Le vice-président allemand a appelé à "geler d’urgence" les milliards d’euros versés par l’UE à la Turquie au titre de l'"instrument d’aide à la préadhésion", censé soutenir le "renforcement des droits de l'Homme et des libertés fondamentales".
C’est un montant qui fait grincer les dents à la suite des 9 000 arrestations et gardes à vue liées au coup d'État manqué en Turquie. Pour soutenir, notamment, "le renforcement des institutions et l’État de droit, les droits de l’Homme, y compris les libertés fondamentales", l’Union européenne (UE) a versé 4,8 milliards d’euros à Ankara depuis 2007 au titre de "l’instrument d’aide de préadhésion", un véhicule financier destiné à accompagner les pays candidats à une adhésion à l’UE.
Des milliards d’euros versés par Bruxelles dont le quotidien allemand Süddeutsche Zeitung a fait état, vendredi 21 juillet. La Commission européenne, contactée par France 24, a confirmé ce montant qui se double, en outre, d’une provision de 4,45 milliards d’euros supplémentaires à verser d’ici 2020 dans le cadre du même programme.
"Vaste blague"
Est-il opportun de continuer à verser ces subsides pour aider un régime accusé de dérive autoritaire à s’aligner - d’après la description officielle de ce programme - "sur les standards européens" (droits de l'Homme, institutions démocratiques, etc.) ? La question commence à faire débat. En Allemagne, le vice-président Johannes Singhammer (droite conservatrice) estime que ce soutien financier à la Turquie est "une vaste blague" et qu’il faut "geler immédiatement" cette manne.

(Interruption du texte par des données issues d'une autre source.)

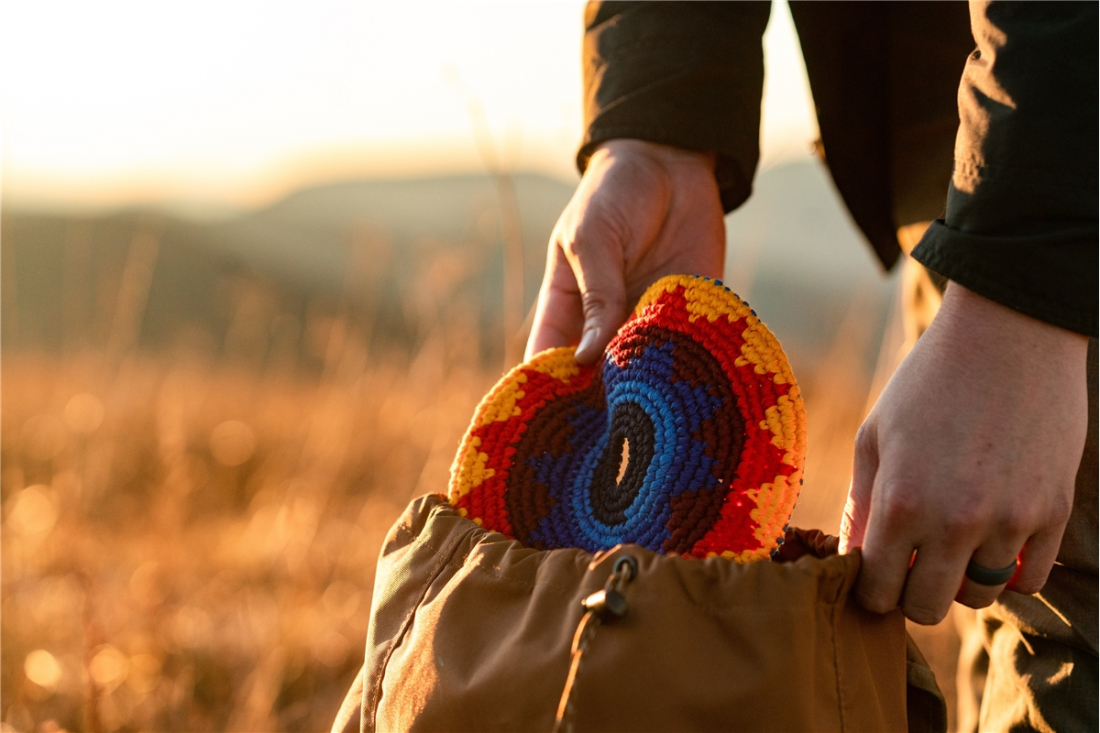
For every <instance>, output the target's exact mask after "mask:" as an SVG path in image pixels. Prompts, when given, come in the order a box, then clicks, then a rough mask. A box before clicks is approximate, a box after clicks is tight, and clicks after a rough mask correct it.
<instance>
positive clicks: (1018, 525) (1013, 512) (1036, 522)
mask: <svg viewBox="0 0 1100 733" xmlns="http://www.w3.org/2000/svg"><path fill="white" fill-rule="evenodd" d="M998 524H999V525H1000V527H1001V534H1002V535H1005V536H1009V537H1027V536H1029V535H1031V534H1032V532H1033V530H1034V529H1035V528H1036V527H1037V526H1038V524H1040V523H1038V522H1036V517H1035V513H1034V512H1032V511H1029V510H1025V508H1013V510H1012V511H1011V512H1009V513H1008V514H1007V515H1005V516H1003V517H1002V518H1001V521H1000V522H999V523H998Z"/></svg>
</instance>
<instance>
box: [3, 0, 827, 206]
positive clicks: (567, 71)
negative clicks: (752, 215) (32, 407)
mask: <svg viewBox="0 0 1100 733" xmlns="http://www.w3.org/2000/svg"><path fill="white" fill-rule="evenodd" d="M582 19H583V2H580V1H577V0H557V1H552V2H515V1H513V2H467V1H454V0H451V1H449V2H388V3H382V2H362V1H360V2H331V1H324V0H312V1H310V2H305V1H298V2H278V1H274V0H265V1H264V2H244V1H240V0H232V1H230V0H220V1H218V2H207V1H199V0H188V1H187V2H147V1H145V2H132V3H124V2H110V1H102V0H101V1H98V2H94V3H89V2H48V1H43V0H23V1H22V2H20V1H18V0H12V1H9V2H7V3H4V14H3V18H2V19H0V28H2V30H0V63H2V65H3V68H4V74H3V85H4V87H3V98H2V105H3V107H2V112H3V128H2V135H3V140H2V146H3V196H4V204H5V205H8V206H12V205H14V206H47V207H51V208H53V207H58V206H65V207H73V206H79V207H102V206H117V205H123V204H130V203H174V204H179V203H187V204H190V205H197V206H212V207H218V206H234V207H235V206H254V205H257V204H262V203H265V201H267V200H271V199H272V198H275V197H277V196H279V195H282V194H284V193H286V192H287V190H289V189H292V188H294V187H296V186H299V185H303V184H307V183H315V182H320V180H329V179H333V178H346V177H361V176H387V175H401V176H405V175H419V174H431V173H442V172H455V171H476V169H482V163H481V158H480V157H478V154H477V149H476V146H475V144H474V135H473V132H472V124H471V117H470V112H469V106H467V103H466V99H467V98H473V99H476V100H478V101H480V103H481V105H482V107H483V108H484V111H485V119H486V120H487V123H488V129H489V130H491V132H492V135H493V138H494V140H495V143H496V146H497V149H499V150H500V151H502V155H503V156H504V157H505V158H506V160H507V162H508V164H509V165H511V166H513V167H516V168H524V169H533V171H541V172H544V173H550V174H552V175H558V176H562V177H570V176H574V175H575V174H574V173H573V167H572V165H573V164H572V160H573V153H574V151H575V147H576V144H577V141H579V140H580V135H581V105H580V86H581V85H580V81H581V70H580V53H581V52H580V48H581V33H582ZM764 44H766V63H767V74H768V76H767V83H766V90H764V132H763V146H764V149H763V158H764V160H763V165H766V166H767V165H772V164H774V163H777V162H780V161H783V160H790V158H792V157H804V156H806V155H807V146H809V143H810V141H811V140H813V139H814V136H815V135H816V128H815V122H814V120H813V114H812V111H811V110H812V103H811V101H810V98H809V89H807V86H806V81H805V73H804V70H803V67H802V58H801V55H800V53H799V51H798V43H796V41H795V37H794V31H793V26H792V25H791V20H790V13H789V11H788V9H787V4H785V2H777V3H775V4H774V6H773V9H772V19H771V23H770V24H769V26H768V33H767V35H766V37H764ZM463 90H464V91H463Z"/></svg>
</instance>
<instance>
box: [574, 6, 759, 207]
mask: <svg viewBox="0 0 1100 733" xmlns="http://www.w3.org/2000/svg"><path fill="white" fill-rule="evenodd" d="M769 9H770V7H769V4H768V3H757V2H752V3H746V2H692V3H680V2H603V3H595V2H593V3H590V6H588V8H587V11H586V14H585V37H584V111H585V136H584V140H583V141H582V145H581V149H580V151H579V153H577V166H579V167H580V169H581V171H582V172H583V171H584V169H585V168H586V166H587V164H588V158H590V157H591V155H592V153H593V152H594V151H595V150H596V149H597V147H598V146H599V144H601V143H603V142H605V141H607V140H613V139H635V140H646V141H650V142H654V143H661V144H664V145H671V146H674V147H680V149H684V150H693V151H707V152H711V153H714V154H715V156H716V164H715V178H716V182H717V184H718V187H719V192H720V196H722V203H723V207H724V208H725V210H726V211H729V210H731V209H734V208H736V207H737V206H739V205H740V204H741V203H744V200H745V199H746V198H747V197H748V195H749V192H750V189H751V182H752V175H753V173H755V171H756V166H757V161H758V158H759V130H760V96H761V92H762V88H763V53H762V50H761V44H760V39H761V37H762V35H763V30H764V28H766V25H767V23H768V13H769Z"/></svg>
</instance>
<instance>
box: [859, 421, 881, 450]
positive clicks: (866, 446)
mask: <svg viewBox="0 0 1100 733" xmlns="http://www.w3.org/2000/svg"><path fill="white" fill-rule="evenodd" d="M876 450H877V440H876V430H875V425H873V424H872V423H871V422H870V420H864V423H862V424H861V425H860V426H859V430H857V431H856V451H857V452H859V453H865V455H866V453H875V452H876Z"/></svg>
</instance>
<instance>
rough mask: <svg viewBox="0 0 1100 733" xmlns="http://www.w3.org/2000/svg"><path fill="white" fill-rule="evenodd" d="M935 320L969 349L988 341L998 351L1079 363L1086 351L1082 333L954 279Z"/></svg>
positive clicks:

À Berlin, la question est d’autant plus sensible que l’Allemagne a contribué à hauteur de plus d’un milliard d’euros, soit plus d’un cinquième des sommes totales versées depuis 2007. Pour Johannes Singhammer, cet argent versé depuis près de 10 ans a été en grande partie jeté par la fenêtre tant l’aide apparaît "après coup comme n’ayant eu aucun effet" sur le renforcement des valeurs démocratiques en Turquie.
De son côté, Bruxelles ne s’est pas encore fait de religion sur la question. "La Commission va réévaluer en permanence la situation en Turquie et ajuster si nécessaire et en fonction des besoins l’allocation de ces fonds", a déclaré un porte-parole de la Commission européenne à France 24. Il a précisé que l’UE "s’assure que l’argent a un impact sur le terrain". L’Union ne semble, en tout cas, pas encore prête à déclencher la clause de suspension de l’aide qui est prévue par les textes européens lorsqu’un pays "ne réalise pas de progrès suffisants concernant le respect des critères d’adhésion".
Huit pays bénéficiaires
La Turquie n’est pas le seul pays à bénéficier de cette manne, mais il en est de loin le plus important destinataire. Depuis 2007, plus d’un milliard d’euros a été versé à la Serbie et l’Albanie a reçu environ 530 millions d’euros, d’après le rapport 2015 de la Commission européenne sur l’Instrument d’aide de préadhésion. En tout, huit pays font partie de ce programme.
La promotion des droits de l’Homme et de l’État de droit n'est pas le seul but de cette aide à la préadhésion, comme le rappelle un document européen de janvier 2016 consacré aux fonds qui vont être versés à la Turquie d’ici 2020. Ainsi 24,3 % de ces 4,45 milliards d’euros vont être alloués à des initiatives en faveur de l’environnement et de l’innovation, tandis que près de 900 millions d’euros serviront à développer et moderniser l’agriculture.